Now that interest rates have resumed their upward climb, do we have to worry about 8% mortgage rates next?
Back in July, I questioned if 7% mortgage rates were on the horizon, given the steady rise seen at that time.
While rates hadn’t officially hit 6% then, by Freddie Mac’s measure at least, they were in that range and seemingly heading higher.
But shortly after they got a much-needed reprieve and began drifting back to the lower 5s and even the high 4% range.
That was then and this is now – today, a 30-year fixed might be priced at 6.5% or worse. And 7% might not be unheard of either. Could 8% be in play next?
What Are Mortgage Rates Currently? It Depends Who You Ask
As noted, mortgage rates officially surpassed 6% during the week ending September 15th, per Freddie Mac.
They run the most highly cited mortgage rate survey in the nation, and thus are seen as the official scorekeeper.
According to Freddie, the 30-year fixed averaged 6.02% last week, the first time it crossed the 6% threshold since late 2008.
Of course, we know the 30-year fixed was in the 6% range at times during early summer, even if it wasn’t reflected in the survey.
Regardless, mortgage rates have surged even higher since last week, and the Freddie survey will likely show a big jump, potentially something close to 6.25% or higher.

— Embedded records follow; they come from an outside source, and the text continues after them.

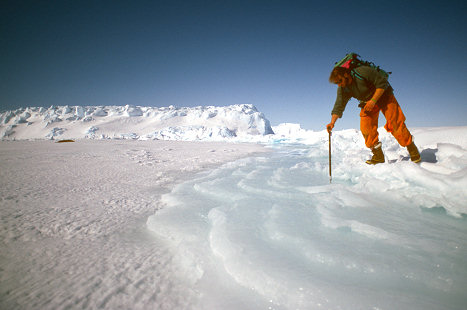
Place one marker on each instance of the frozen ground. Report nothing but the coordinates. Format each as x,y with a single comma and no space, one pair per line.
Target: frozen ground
270,232
73,215
131,224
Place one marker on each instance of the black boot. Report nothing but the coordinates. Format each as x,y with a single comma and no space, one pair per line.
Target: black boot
378,156
414,154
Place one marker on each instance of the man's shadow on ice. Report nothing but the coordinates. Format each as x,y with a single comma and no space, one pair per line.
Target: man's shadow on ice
427,155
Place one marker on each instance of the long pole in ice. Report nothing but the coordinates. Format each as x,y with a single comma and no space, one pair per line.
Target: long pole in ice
330,174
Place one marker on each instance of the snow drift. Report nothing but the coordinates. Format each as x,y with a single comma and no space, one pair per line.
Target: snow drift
133,122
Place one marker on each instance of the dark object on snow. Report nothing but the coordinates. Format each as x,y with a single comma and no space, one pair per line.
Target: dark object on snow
62,141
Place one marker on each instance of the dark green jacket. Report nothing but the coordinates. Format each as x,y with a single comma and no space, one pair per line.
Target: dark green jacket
363,86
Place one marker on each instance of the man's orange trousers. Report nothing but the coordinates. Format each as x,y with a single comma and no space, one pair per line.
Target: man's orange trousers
395,122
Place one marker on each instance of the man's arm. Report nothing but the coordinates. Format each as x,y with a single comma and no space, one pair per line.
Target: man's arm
370,104
330,126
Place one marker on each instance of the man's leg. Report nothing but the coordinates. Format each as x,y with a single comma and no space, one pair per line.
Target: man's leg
395,121
369,128
395,124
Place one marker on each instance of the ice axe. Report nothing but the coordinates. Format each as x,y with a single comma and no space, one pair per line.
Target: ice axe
330,174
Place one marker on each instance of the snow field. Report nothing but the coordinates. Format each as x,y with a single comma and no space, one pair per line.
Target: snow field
133,122
270,232
73,216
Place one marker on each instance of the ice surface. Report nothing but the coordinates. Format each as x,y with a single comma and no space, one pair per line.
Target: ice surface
271,233
112,224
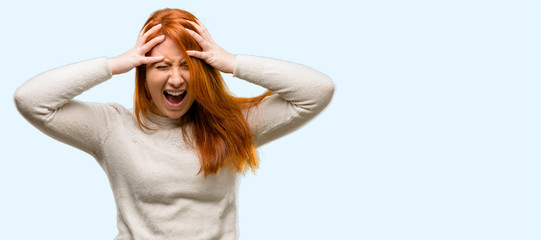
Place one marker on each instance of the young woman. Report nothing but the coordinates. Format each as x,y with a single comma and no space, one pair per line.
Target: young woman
173,160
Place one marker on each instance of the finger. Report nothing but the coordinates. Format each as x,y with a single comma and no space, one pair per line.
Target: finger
152,43
196,54
142,39
200,40
149,60
200,28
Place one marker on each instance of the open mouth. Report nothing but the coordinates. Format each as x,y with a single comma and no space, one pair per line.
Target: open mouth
174,98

Here’s the thing though. These average rates are for prime borrowers (excellent credit) who are buying (purchase loans) a single-family residence.

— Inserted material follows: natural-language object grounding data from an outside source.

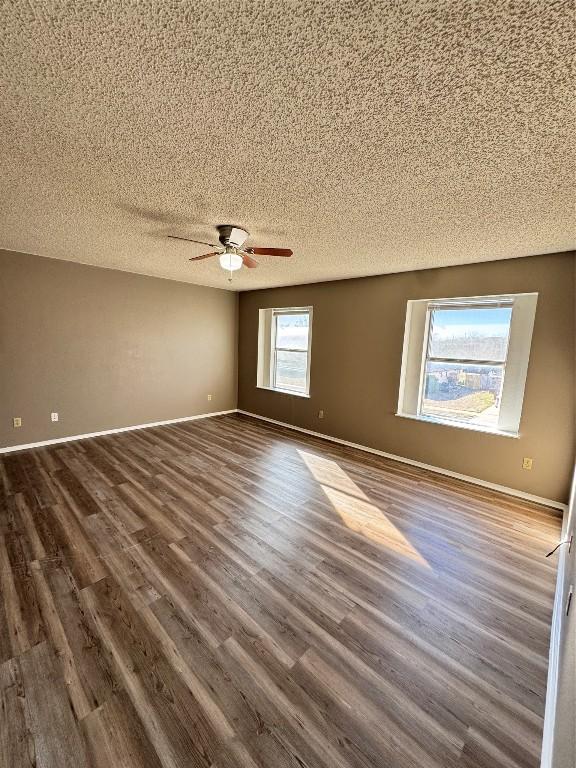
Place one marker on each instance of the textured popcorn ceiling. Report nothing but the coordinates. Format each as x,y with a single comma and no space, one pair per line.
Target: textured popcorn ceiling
369,136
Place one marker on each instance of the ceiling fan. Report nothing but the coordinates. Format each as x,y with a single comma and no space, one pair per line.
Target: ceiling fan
234,254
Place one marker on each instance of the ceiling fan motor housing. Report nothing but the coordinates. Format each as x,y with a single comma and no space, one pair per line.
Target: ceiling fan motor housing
230,235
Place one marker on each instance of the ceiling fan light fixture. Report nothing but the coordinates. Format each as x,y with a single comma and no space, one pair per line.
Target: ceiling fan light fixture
230,261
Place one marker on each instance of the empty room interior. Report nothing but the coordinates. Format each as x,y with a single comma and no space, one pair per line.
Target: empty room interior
287,384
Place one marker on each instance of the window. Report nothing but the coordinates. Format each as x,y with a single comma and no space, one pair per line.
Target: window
465,361
284,349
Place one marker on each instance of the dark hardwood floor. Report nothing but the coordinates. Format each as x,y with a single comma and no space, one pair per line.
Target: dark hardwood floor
224,593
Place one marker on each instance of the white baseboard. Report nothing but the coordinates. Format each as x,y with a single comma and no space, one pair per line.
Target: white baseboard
56,440
439,470
554,657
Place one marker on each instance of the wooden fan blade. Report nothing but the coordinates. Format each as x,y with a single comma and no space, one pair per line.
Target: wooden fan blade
270,251
248,261
205,256
188,240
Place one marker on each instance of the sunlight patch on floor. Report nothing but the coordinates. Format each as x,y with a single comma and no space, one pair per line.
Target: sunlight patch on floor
355,508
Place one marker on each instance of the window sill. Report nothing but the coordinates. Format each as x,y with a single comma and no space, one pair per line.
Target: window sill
284,391
460,425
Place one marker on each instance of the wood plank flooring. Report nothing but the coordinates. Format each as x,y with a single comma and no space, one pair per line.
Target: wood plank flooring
228,594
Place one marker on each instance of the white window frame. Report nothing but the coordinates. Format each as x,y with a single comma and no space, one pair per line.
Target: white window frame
515,365
267,349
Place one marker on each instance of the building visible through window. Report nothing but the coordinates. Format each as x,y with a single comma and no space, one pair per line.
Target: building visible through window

They also require a 20% down payment (80% loan-to-value ratio) and 0.8 in mortgage points.
If we consider a home buyer with a 3-5% down payment and a 660 FICO score, who doesn’t want to pay points at closing, their rate could well surpass 7%.
Same goes for someone with marginal credit who wants to refinance. Or someone with an investment property.
Basically anything higher risk than the vanilla scenario thrown out by Freddie will see higher rates than the survey average.
In other words, before you think an 8% 30-year fixed is crazy, consider where mortgage rates really reside at the moment.
An 8% 30-Year Fixed Hasn’t Been Seen Since the Year 2000
Now the last time we “officially” saw a 7% 30-year fixed was in March 2002, per Freddie Mac. At that time, the 30-year fixed averaged 7.01%.